Our co-production approach can be replicated in general future studies on traditional practices and in specific future studies on Sámi food safety and sovereignty, where Sámi traditional knowledge until now have been poorly recognised. Thus, this innovative co-production study may contribute both to safeguard human health and food security, and continuing traditional food smoking practice for future sustainability in Sápmi.

Consent

Written informed consent was obtained from participants.

Acknowledgments

Thanks to involved reindeer herders, their families and siidas, for sharing their knowledge and research needs on traditional reindeer meat smoking. A special thanks to the siida letting us perform the experiments on their pasture ground, provided us with reindeer meat and firewood, invited us into their house, their lávvu and their corral, and helped us with much more. A special thanks to Inger Anita Smuk and Astri Riddervold who initiated the investigation of lávvu-smoked reindeer meat nearly 20 years ago and for sharing their knowledge and experiences with us.

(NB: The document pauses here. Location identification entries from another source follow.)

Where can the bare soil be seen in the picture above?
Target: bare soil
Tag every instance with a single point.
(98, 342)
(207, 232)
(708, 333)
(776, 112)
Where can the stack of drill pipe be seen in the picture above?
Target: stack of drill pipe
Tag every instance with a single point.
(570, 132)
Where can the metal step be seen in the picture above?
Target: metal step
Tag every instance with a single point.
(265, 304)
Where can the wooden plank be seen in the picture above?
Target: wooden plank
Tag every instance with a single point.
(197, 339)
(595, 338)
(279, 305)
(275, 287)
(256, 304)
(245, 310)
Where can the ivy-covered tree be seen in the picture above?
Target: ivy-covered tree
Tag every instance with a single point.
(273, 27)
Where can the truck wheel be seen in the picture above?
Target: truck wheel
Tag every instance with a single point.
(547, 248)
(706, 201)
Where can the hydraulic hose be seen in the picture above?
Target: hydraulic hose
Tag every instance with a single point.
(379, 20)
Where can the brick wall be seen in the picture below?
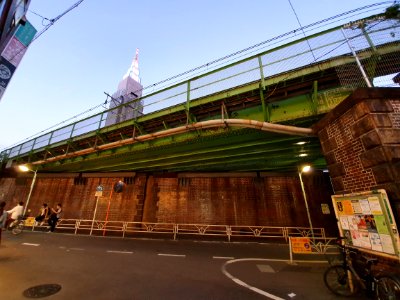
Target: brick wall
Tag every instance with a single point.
(360, 139)
(271, 200)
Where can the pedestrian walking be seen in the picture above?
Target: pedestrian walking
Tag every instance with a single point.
(54, 217)
(3, 215)
(15, 213)
(44, 211)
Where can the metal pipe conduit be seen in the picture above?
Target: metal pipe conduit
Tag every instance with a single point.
(241, 123)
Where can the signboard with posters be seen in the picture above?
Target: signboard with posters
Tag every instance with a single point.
(366, 220)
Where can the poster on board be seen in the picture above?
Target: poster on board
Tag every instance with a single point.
(366, 220)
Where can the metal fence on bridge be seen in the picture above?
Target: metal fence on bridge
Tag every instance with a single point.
(359, 43)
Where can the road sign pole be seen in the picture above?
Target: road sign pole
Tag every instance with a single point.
(94, 214)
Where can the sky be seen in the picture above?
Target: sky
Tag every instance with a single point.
(86, 52)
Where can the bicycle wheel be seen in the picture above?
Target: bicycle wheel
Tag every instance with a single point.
(388, 287)
(17, 229)
(336, 279)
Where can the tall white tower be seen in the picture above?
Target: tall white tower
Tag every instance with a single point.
(128, 89)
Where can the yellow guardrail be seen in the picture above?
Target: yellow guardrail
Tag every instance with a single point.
(131, 229)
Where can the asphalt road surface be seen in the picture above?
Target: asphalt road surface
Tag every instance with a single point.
(100, 268)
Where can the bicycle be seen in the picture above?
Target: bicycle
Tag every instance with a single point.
(18, 225)
(346, 278)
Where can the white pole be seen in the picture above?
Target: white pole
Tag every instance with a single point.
(306, 203)
(94, 214)
(30, 192)
(358, 61)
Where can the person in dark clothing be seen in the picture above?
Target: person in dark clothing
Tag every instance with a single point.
(54, 217)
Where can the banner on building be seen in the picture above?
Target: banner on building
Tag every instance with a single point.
(13, 53)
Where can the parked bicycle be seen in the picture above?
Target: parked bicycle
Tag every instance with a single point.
(355, 272)
(18, 225)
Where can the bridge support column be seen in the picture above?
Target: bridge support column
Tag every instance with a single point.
(360, 139)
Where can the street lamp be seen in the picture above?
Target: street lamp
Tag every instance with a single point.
(24, 168)
(306, 169)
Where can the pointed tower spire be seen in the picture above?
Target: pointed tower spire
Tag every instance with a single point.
(133, 70)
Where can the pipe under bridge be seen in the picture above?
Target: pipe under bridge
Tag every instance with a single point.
(254, 114)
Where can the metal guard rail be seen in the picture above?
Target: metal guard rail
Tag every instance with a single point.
(131, 229)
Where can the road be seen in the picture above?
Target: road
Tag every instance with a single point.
(100, 268)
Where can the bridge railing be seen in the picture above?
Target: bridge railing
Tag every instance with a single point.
(277, 64)
(174, 230)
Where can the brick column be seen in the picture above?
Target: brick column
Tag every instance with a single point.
(360, 140)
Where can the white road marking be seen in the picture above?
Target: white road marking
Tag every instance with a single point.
(265, 268)
(30, 244)
(244, 284)
(223, 257)
(120, 252)
(173, 255)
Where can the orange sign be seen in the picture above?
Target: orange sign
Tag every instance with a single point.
(301, 245)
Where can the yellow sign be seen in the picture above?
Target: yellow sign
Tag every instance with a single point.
(301, 245)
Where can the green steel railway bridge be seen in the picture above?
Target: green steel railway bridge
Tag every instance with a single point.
(244, 113)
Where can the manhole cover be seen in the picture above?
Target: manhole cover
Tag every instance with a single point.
(41, 291)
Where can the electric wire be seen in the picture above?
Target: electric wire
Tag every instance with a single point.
(284, 36)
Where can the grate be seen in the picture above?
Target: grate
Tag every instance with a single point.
(41, 291)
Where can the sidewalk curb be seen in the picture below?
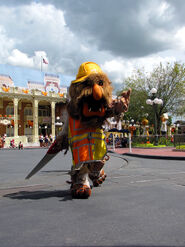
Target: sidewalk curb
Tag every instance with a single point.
(155, 156)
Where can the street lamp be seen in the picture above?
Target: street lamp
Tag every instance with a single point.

Thanks to the University of the Arctic Institute for Circumpolar Reindeer Husbandry the International Centre of Reindeer Husbandry (ICR) and Sámi Allaskuvla – the Sámi University of Applied Sciences (SAMAS) – for establishing good research networks within issues related to reindeer husbandry and Sámi traditional knowledge. Finally, thanks to Anne Karine Halse and her colleagues at the Norwegian Institute for Air Research (NILU) for analyzing our samples and providing us with worthful information on PAHs and their determination method.

Disclosure statement

No potential conflict of interest was reported by the author(s).

Additional information

Funding

This work was supported by UiT – the Arctic University of Norway (project no. 369021) and is part of the UiT PhD project “In the smoke of the lávvu—a comparative study on ways of knowing about Sámi traditional smoking practices”. Additional fundings have been received by the Research Council of Norway through the research project “RIEVDAN Rapid change – challenges and/or opportunities for sustainable reindeer husbandry under Grant no. 238326; and the Arctic Council project “EALLU Arctic Indigenous Youth: Traditional Knowledge and Food Culture – Navigation Towards Sustainability through New Approaches for Addressing Arctic Change and Globalisation”. The RIEVDAN and EALLU projects are directed by the International Centre of Reindeer Husbandry and Sami Allaskuvla—the Sámi University of Applied Sciences.

Notes

¹ Note that, calorific values are given for dry wood with 0% moisture.